Baca juga: Jangan Berbohong dengan Tuhan

Indonesia sebagai negara yang demokrasinya maju-mundur dan kadang juga tidak jelas warnanya, realitanya penyelesaian konflik politik tidak berjalan normal seperti “Kasus Partai Demokrat” saat ini.

Di mana sebuah hajatan besar KLB dapat dilaksanakan walaupun tidak sesuai dengan aturan organisasi (kalau tidak salah, karena saya bukan orang partai) dan seorang terpilih jadi ketua partai setelah mendapatkan KTA beberapa jam sebelum diumumkan sebagai pemenang dan menerima keputusan KLB sebagai ketua partai terpilih dengan mangajukan 3 syarat untuk menerima jabatan tersebut, partai yang besar dengan mekanisme bersyarat. Aneh.

Karena itu, upaya menemukan model pengelolaan konflik sehingga mampu merubah energi negatif menjadi energi positif bagi dinamika sosial (politik) lokal di Sulawesi Tenggara, terasa semakin penting bagi para pimpinan kepala daerah sebagai pemenang Pilkada 2020 untuk terbebas dari kelompok-kelompok yang punya kepentingan yang jauh dari kepentingan rakyat banyak.

Miftah Thoha mengemukakan bahwa, birokrasi baik secara langsung atau tidak langsung akan selalu berhubungan dengan kelompok-kelompok kepentingan. Karena itu, negara berupaya untuk memuaskan kelompok-kelompok kepentingan dari luar terkait dengan pengembangan birokrasi.

Miftah Thoha menyebutkan bahwa politisasi birokrasi ini terjadi karena tekanan kelompok kepentingan begitu menguat kepada pejabat politik untuk mengakomodir tuntutannya dalam hal pengisian jabatan-jabatan struktural birokrasi.

Kelompok-kelompok dimaksud seringkali memaksakan kehendaknya kepada pejabat politik untuk mengakomodir kepentingan kelompoknya dalam pengisian jabatan-jabatan struktural birokrasi.

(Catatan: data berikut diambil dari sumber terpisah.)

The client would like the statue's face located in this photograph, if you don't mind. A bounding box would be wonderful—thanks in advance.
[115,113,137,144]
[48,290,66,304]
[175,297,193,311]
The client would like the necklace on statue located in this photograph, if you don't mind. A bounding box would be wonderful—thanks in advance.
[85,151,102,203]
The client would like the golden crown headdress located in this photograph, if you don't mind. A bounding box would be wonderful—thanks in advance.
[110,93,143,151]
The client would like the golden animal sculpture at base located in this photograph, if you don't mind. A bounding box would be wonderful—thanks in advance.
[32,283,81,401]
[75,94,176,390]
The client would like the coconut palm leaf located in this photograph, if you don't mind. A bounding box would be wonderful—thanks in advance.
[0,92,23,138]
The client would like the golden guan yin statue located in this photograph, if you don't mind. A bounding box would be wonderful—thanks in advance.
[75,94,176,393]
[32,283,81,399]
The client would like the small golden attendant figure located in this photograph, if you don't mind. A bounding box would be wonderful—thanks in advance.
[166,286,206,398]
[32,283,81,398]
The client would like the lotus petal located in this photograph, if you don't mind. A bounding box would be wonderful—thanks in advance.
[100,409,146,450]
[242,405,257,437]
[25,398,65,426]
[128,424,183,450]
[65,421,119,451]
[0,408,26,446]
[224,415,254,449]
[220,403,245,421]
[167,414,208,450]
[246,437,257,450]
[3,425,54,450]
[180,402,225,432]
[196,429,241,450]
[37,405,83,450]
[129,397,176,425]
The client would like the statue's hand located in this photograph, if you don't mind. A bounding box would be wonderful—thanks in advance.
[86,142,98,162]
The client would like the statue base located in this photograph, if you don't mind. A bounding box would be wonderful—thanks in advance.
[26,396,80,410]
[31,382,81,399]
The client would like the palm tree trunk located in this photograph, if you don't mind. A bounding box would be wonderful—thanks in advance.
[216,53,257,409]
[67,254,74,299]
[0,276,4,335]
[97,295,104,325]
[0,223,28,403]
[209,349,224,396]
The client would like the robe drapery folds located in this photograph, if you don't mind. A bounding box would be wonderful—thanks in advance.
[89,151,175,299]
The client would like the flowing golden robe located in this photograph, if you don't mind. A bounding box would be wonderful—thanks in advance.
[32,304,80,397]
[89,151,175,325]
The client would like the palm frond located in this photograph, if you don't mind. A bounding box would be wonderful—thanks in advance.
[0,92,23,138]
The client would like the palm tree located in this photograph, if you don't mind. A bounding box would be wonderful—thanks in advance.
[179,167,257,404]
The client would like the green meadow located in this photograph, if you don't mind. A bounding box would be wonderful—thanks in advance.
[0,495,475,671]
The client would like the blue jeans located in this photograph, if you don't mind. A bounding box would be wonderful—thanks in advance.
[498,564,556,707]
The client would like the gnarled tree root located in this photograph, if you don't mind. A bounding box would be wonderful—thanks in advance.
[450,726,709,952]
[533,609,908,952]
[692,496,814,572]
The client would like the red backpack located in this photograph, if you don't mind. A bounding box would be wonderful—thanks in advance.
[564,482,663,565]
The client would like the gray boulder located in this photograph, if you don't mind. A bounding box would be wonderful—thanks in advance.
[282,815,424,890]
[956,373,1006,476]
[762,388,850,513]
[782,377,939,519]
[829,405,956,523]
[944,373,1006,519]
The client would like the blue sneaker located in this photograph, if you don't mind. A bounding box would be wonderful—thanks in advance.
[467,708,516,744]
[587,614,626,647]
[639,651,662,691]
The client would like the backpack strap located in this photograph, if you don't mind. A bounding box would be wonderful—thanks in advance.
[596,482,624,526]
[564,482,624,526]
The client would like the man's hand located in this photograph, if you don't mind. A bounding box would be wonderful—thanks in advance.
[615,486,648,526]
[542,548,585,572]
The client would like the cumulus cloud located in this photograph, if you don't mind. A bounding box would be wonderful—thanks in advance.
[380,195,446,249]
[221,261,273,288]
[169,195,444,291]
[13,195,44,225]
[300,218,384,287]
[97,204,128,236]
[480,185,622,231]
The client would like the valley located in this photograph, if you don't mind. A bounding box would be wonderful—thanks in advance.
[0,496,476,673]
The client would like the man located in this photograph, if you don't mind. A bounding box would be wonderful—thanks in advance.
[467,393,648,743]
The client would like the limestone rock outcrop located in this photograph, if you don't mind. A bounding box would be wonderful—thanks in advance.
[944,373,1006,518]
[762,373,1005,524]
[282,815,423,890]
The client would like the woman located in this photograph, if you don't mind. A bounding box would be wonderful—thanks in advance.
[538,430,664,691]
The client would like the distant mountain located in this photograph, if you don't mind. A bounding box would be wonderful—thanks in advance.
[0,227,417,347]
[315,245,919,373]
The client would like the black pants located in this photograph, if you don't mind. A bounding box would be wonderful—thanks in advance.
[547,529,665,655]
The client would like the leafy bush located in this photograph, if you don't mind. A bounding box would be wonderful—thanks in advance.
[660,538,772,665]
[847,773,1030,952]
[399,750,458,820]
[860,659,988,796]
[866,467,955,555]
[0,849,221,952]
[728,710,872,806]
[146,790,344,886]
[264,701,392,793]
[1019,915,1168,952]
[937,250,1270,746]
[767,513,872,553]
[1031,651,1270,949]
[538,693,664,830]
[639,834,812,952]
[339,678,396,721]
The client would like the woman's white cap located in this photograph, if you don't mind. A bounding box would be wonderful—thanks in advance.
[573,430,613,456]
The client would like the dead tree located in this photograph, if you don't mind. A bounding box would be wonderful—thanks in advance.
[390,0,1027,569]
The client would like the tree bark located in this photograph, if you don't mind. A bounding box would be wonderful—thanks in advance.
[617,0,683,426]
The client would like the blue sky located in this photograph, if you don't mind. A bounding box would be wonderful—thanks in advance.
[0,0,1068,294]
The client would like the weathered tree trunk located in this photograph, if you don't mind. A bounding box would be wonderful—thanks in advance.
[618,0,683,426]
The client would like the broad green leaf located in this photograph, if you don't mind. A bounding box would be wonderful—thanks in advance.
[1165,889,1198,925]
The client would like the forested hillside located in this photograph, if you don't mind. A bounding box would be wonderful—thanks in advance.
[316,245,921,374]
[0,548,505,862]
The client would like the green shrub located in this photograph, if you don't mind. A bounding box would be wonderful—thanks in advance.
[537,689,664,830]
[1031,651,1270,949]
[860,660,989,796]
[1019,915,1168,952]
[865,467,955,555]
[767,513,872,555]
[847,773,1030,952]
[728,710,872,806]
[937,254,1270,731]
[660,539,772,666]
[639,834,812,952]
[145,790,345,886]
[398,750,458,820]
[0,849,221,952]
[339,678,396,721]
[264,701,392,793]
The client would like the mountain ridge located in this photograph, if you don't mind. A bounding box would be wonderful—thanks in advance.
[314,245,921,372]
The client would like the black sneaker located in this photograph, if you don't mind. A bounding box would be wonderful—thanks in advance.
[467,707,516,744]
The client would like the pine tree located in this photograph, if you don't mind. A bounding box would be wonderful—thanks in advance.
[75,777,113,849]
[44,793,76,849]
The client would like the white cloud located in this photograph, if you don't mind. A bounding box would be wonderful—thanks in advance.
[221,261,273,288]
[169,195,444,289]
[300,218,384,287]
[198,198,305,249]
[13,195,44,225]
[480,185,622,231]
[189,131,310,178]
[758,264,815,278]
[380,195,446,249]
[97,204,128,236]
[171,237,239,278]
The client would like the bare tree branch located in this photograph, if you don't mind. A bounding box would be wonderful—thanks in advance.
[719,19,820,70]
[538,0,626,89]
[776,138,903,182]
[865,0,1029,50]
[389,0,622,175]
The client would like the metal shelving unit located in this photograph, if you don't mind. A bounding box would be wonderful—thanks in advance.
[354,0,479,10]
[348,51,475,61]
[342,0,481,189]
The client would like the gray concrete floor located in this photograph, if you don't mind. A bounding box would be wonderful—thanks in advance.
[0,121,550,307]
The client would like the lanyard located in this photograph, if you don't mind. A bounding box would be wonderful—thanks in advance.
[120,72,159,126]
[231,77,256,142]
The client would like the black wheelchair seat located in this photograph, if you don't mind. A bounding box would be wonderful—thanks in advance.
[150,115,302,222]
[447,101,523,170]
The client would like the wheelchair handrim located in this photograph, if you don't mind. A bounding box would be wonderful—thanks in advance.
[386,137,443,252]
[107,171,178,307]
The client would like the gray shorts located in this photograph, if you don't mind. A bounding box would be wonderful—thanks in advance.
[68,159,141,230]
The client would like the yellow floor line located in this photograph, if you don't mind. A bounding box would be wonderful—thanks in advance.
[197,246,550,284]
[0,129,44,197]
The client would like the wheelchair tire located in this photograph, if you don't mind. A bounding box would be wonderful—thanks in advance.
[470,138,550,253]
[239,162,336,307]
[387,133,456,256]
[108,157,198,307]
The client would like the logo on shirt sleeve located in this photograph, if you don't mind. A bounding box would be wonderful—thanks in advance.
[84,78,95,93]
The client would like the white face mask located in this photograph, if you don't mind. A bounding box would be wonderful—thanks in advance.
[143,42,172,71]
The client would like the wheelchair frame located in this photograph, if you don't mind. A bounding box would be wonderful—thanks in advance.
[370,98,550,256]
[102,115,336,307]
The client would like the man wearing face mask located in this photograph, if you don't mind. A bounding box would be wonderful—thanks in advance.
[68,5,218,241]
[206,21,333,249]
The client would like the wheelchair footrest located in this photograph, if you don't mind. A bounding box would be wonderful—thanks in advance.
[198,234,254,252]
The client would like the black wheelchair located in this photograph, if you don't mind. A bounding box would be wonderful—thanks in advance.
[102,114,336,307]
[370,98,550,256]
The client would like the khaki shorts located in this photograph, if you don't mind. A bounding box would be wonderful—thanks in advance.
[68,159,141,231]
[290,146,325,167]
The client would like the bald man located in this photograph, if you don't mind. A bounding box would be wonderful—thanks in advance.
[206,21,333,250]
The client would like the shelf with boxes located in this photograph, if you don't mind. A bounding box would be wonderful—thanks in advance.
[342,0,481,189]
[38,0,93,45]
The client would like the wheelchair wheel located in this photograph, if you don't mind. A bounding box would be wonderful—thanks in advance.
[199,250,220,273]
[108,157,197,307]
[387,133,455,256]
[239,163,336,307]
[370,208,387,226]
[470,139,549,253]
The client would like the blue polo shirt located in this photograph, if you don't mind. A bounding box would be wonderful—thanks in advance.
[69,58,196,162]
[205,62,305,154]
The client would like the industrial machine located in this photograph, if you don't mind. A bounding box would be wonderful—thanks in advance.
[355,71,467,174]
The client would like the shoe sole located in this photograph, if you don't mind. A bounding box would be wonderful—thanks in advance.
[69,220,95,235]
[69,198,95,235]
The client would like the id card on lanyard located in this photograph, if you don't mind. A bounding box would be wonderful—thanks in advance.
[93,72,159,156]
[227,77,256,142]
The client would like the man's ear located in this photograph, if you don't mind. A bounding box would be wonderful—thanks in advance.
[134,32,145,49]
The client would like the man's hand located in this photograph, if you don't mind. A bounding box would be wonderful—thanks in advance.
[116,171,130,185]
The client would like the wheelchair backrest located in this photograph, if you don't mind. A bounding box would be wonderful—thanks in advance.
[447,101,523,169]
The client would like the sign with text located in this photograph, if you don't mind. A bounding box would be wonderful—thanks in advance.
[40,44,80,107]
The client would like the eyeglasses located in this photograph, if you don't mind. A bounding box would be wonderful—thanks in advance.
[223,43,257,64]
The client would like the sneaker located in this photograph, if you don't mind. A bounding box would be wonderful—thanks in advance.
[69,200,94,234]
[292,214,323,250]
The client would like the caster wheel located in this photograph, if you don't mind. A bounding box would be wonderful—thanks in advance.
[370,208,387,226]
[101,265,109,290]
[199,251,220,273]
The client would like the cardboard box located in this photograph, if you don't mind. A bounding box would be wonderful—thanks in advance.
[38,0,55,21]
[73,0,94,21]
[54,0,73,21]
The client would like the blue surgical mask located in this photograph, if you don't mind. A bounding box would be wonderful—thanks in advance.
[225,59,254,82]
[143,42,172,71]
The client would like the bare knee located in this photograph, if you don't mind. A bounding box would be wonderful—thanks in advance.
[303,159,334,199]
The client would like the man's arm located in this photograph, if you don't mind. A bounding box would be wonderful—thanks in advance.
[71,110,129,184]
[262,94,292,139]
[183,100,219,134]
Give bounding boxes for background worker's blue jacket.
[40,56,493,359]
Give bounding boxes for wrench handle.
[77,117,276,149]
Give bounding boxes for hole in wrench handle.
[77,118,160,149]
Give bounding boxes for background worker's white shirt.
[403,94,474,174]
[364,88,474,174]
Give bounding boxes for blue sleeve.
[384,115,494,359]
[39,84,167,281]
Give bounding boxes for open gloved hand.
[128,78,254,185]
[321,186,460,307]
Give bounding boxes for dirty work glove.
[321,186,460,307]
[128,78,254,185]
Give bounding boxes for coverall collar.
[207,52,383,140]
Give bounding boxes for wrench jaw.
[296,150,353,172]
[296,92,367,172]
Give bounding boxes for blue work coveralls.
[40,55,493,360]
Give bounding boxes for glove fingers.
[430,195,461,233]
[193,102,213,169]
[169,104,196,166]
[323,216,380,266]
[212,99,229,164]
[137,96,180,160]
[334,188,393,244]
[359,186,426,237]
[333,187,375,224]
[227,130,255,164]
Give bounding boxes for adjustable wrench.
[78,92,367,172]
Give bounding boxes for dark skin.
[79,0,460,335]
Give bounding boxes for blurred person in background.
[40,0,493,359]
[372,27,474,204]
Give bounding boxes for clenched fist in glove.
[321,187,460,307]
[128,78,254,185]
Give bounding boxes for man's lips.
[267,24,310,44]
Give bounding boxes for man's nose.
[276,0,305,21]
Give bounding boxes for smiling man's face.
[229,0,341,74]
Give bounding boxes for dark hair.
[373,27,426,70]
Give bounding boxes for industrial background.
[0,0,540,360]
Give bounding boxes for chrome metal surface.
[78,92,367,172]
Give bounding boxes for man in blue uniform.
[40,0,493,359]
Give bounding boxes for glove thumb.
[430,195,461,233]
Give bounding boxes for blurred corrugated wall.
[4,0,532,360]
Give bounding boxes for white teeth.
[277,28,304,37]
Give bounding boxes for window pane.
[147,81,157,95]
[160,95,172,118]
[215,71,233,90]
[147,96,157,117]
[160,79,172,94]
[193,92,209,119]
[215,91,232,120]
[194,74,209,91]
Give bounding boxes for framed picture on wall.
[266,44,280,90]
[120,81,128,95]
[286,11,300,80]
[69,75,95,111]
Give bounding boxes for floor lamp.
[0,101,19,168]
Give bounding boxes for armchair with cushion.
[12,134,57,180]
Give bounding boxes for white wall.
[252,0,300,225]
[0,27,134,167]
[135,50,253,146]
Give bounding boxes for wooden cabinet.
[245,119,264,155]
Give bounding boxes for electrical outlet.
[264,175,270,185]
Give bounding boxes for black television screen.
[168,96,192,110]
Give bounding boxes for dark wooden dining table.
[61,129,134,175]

Karena itu, pejabat politik sulit untuk menghindari intervensi kelompok tersebut, sebab desakan dari luar yang begitu kuat dengan cara-cara koersif, mengancam dan memaksa. Kekuatan kelompok ini begitu kuat bahkan menyamai kekuatan negara sehingga dapat dikatakan sebagai shadow state yang lebih berperan dalam menata birokrasi dari balik layar.

Baca juga: Kritik untuk Presiden Jokowi

Sehingga dengan mudah mengendalikan pemerintah atau pejabat politik untuk menempatkan personil birokrasi dalam jabatan-jabatan struktural menurut kepentingannya, bukan didasarkan pada pertimbangan kemampuan dan keahlian.

Untuk itu, representasi birokrasi merupakan upaya untuk memungkinkan pengambilan kebijakan yang dibuat lebih bersifat netral. Birokrasi yang representatif mencerminkan unsur politik, sosial budaya dalam penyelenggaraan pemerintahan yakni birokrasi mewakili karakter populasi dari suatu wilayah.

Studi mengenai birokrasi representatif dihadirkan oleh Kenneth J.Meier, representasi demokrasi yang dikembangkan oleh Kingsley mendeskripsikan bahwa pemerintah harus bersifat demokratis dalam pengelolaan birokrasi.

Wilayah Indonesia dengan berbagai ragam suku, budaya, etnis dan wilayah yang luas maka salah satu bentuk untuk mewujudkan budaya demokrasi dalam sistem pemerintahan adalah harus merepresentasikan berbagai unsur dalam birokrasi tanpa mengesampingkan kapabilitas dari seorang birokrat.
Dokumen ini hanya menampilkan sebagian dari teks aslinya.